Premio cittadino europeo dell’anno a don Virginio Colmegna

Ringrazio il Parlamento europeo per questo riconoscimento, che non va a me, ma a tutti gli ospiti, gli operatori e i volontari della Casa della carità di Milano e vorrei cogliere l’occasione di essere oggi qui, in una delle sedi più autorevoli dell’Unione, per rilanciare un messaggio che ogni giorno guida le nostre attività: prima le persone”. Lo ha dichiarato don Virginio Colmegna, presidente della Fondazione Casa della carità di Milano, premiato oggi a Bruxelles come “Cittadino europeo dell’anno” dal Parlamento europeo. “Un messaggio – prosegue – che mi piacerebbe venisse fatto proprio da tutti i Paesi europei, che devono tornare a mettere al centro dell’agenda politica la solidarietà verso le fasce più deboli, promuovendo provvedimenti che rispondano ai bisogni concreti di tutti i suoi cittadini, battendosi contro le povertà e affrontando al più presto il tema dell’accoglienza e dell’inclusione sociale dei migranti”.
Il sacerdote si è detto “preoccupato nel vedere che la questione dell’immigrazione, anziché essere affrontata nel rispetto della legalità, della cultura dell’accoglienza e della garanzia dei diritti umani, è invece gestita dai singoli Paesi con interventi che guardano solamente ai propri interessi nazionali, dimenticando quel principio di solidarietà che è proprio uno dei valori fondanti dell’Unione europea”.
Secondo Colmegna, “diventa sempre più urgente la necessità che si torni seriamente a discutere di come superare i limiti oggi imposti dal Trattato di Dublino, partendo dalla proposta approvata dal Parlamento europeo, e di come promuovere nuove norme sull’immigrazione rispettate da tutti gli stati membri, nella prospettiva di costruire ponti e non muri, come ci sollecita a fare Papa Francesco”.
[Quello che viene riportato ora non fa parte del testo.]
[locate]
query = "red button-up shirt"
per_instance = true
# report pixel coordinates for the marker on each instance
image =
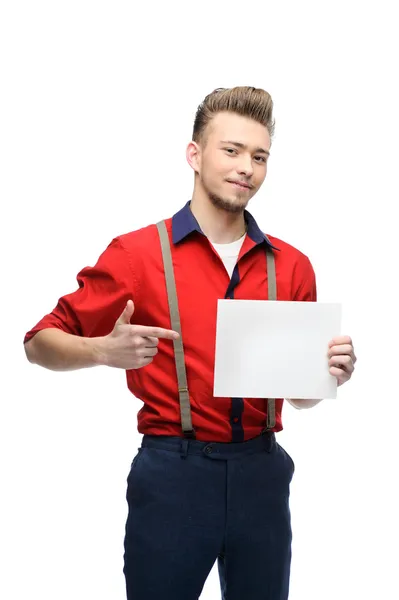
(132, 267)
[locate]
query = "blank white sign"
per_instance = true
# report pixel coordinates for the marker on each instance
(275, 349)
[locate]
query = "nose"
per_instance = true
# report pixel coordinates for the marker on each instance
(245, 167)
Per questo, la Casa della carità ha aderito con convinzione all’Iniziativa dei cittadini europei “Welcoming Europe”, che “mira ad affrontare le paure della gente non soffiando sul fuoco del rancore, ma con una proposta che produce coesione sociale. È un piccolo passo nella prospettiva di superare egoismi e chiusure, ma indica la giusta strada da percorrere”.